MUNCIE – The Delaware-Muncie Metropolitan Plan Commission expects opposition to wind farms when it conducts a public hearing tonight on proposed wind farm regulations.
But indications are the opposition is not organized or very strong.
There are no petitions. And only one letter has been filed with the commission by a wind farm opponent, David Meranda, a retired auto engineer who has lived near DeSoto his entire life.
The commission will conduct a hearing at 6:30 p.m. today in the county building on a zoning amendment to allow wind farms in farming zones and to establish regulatory standards.

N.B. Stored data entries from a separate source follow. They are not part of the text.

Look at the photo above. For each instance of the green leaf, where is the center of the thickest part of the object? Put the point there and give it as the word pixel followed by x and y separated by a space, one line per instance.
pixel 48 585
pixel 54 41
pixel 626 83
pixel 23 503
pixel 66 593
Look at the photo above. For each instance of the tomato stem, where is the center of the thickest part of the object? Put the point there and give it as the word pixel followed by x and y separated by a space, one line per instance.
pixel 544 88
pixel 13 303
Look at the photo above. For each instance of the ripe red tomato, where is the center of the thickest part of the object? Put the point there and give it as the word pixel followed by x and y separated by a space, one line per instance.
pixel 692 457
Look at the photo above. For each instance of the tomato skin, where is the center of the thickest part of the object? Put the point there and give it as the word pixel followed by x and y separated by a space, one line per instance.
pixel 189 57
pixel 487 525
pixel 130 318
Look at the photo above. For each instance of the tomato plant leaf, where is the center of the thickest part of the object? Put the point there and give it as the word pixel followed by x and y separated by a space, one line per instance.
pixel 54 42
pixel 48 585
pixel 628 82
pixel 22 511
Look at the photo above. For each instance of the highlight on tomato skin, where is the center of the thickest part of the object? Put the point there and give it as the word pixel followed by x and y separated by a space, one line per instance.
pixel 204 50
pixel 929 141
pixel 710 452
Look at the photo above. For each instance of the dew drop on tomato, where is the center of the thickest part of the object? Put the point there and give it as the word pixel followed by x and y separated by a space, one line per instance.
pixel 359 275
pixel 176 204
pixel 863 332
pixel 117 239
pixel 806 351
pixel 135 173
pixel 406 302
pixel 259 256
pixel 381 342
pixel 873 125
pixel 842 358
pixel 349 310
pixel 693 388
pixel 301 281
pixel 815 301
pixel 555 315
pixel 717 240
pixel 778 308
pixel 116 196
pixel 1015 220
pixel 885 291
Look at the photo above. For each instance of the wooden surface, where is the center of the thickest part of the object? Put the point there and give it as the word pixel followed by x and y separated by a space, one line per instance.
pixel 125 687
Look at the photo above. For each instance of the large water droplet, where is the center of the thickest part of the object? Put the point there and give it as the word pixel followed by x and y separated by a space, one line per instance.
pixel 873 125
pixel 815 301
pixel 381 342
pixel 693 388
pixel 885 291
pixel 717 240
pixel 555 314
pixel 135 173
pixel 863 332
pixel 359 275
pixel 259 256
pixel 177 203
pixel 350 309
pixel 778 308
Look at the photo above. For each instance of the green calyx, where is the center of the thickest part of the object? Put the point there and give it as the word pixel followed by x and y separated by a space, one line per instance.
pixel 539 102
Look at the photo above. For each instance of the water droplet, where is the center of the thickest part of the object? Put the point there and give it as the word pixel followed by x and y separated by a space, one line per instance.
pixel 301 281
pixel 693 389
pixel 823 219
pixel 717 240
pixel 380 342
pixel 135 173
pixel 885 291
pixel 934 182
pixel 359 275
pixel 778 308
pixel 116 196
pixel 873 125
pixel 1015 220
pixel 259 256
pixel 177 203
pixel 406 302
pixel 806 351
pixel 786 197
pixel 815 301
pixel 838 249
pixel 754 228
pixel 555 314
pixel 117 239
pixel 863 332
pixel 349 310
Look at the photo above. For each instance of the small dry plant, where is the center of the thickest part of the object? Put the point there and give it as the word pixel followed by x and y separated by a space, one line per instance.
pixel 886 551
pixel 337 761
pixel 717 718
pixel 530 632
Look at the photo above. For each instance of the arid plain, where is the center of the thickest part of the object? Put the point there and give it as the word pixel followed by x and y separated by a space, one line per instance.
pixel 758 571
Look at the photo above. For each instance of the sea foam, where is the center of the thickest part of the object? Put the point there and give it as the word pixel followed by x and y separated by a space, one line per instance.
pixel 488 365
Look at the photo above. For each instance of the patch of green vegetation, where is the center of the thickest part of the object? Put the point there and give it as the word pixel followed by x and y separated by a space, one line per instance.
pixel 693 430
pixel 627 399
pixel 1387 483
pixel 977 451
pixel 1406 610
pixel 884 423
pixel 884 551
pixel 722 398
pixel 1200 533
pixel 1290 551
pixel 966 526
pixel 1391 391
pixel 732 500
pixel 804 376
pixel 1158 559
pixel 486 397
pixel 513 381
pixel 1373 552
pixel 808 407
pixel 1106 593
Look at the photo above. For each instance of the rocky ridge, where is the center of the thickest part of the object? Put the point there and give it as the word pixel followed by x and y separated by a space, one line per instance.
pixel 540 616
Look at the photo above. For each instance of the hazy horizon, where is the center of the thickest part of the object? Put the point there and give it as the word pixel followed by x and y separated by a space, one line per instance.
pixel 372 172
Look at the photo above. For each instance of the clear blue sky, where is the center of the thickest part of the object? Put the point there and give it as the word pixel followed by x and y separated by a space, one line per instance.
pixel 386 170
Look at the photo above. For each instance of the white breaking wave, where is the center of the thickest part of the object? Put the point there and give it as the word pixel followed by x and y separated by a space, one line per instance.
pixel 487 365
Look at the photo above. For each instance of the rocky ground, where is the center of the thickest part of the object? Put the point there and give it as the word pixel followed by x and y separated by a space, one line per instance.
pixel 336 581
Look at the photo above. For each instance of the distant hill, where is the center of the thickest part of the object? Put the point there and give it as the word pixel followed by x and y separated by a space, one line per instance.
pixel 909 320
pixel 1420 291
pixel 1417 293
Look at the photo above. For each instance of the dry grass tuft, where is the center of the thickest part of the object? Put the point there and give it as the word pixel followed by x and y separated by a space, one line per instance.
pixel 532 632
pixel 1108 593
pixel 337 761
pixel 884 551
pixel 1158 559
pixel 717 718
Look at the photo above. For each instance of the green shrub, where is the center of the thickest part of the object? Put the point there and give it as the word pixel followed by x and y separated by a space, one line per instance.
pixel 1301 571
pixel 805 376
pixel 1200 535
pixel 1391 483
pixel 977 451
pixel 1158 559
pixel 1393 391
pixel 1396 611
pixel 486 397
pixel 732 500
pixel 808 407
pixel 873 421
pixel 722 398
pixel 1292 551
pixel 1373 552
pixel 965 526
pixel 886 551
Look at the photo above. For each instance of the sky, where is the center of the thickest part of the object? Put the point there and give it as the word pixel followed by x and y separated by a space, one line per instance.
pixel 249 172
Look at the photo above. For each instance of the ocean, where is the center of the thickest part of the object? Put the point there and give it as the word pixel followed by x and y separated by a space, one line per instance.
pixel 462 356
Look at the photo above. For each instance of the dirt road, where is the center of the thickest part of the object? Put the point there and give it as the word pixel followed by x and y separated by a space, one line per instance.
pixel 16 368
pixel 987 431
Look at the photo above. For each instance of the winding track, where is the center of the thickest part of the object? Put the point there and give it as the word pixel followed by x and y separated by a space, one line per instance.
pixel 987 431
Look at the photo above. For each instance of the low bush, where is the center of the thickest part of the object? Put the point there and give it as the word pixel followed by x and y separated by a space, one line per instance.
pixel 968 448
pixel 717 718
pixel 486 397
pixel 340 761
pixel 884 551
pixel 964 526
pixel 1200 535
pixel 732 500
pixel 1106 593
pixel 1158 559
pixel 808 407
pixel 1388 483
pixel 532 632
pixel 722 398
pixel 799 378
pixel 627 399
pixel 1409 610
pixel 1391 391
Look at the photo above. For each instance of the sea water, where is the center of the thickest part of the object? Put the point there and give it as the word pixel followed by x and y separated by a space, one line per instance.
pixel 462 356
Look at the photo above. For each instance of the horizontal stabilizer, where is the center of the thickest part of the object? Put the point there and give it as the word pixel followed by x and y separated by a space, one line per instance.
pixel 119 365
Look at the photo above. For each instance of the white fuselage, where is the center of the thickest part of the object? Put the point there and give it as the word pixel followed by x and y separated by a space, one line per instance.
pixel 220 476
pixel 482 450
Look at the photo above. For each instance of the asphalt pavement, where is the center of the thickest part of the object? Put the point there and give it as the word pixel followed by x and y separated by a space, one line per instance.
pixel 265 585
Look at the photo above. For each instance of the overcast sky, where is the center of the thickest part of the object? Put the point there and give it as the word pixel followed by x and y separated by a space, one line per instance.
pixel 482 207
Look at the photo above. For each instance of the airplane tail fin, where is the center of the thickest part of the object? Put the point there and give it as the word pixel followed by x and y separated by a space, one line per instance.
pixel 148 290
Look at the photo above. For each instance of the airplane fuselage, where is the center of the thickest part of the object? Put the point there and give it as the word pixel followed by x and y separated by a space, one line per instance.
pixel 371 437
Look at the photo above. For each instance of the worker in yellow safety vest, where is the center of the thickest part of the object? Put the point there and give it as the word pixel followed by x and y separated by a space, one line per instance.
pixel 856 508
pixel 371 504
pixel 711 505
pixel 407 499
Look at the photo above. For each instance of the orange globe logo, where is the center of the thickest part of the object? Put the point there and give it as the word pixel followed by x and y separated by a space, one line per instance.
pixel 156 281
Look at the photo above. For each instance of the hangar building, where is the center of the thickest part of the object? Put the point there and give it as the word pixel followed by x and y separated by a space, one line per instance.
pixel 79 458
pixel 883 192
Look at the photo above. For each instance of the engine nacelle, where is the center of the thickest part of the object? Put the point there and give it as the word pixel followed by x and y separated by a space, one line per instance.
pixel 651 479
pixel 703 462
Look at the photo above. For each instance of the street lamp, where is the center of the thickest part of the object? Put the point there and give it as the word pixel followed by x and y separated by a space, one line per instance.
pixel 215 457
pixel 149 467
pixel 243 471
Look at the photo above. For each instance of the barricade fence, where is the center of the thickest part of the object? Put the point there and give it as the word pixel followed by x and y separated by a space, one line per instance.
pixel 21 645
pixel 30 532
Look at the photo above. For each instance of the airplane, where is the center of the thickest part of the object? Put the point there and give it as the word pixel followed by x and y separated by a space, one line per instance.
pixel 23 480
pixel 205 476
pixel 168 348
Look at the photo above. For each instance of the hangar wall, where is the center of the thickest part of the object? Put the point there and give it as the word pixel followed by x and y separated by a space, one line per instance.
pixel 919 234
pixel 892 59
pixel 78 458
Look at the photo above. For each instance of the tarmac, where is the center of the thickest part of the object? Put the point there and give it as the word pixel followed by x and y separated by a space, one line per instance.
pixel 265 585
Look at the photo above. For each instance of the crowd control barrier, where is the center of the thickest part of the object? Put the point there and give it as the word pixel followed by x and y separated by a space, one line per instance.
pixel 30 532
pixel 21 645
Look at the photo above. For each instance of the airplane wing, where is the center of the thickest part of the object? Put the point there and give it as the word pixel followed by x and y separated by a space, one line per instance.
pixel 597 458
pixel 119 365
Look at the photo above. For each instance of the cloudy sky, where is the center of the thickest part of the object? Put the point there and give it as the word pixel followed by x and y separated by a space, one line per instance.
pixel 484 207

Meranda declined comment, calling himself a “low-profile guy.” But in his letter, he wrote that wind farms degrade the beauty of rural areas; decrease residential property values; cause shadow flicker; make noise; interfere with television and radio reception; attract lightning strikes; threaten flying wildlife; cause light pollution at night; and cause headaches, seizures, hearing problems and sleeplessness.
Plan commission staff reported Wednesday that they had fielded some telephone calls from concerned citizens who didn’t understand the purpose of the public hearing, thinking that it pertained to a proposed wind farm, rather than overall wind farm regulations. A representative of one residential subdivision also has raised concerns to the staff.
The proposed zoning amendment sets out requirements for wind farms including financial assurance, building permits, road maintenance and repair during construction, tower and blade color (white, gray or other unobtrusive color), noise and vibration, lighting and setbacks.
Wind farm towers would have to set back at least 1,000 feet from a residence and at least 2,000 feet from a subdivision, town or city under the ordinance.
The regulations are being proposed after E.ON Climate & Renewables North America expressed interest in developing a wind farm in eastern Delaware County. E.ON already has built the Wildcat 1 Wind Farm in neighboring Madison and Tipton counties.
Some counties have welcomed wind farms because of the property taxes and land owner royalties that are generated.
Other benefits of wind farms include construction jobs, operations jobs (eight to 12 in the case of Wildcat 1), compatibility with crop production, displacement of fossil fuel generation, and avoiding the release of the greenhouse gas carbon dioxide and sulfur dioxide, the leading cause of acid rain.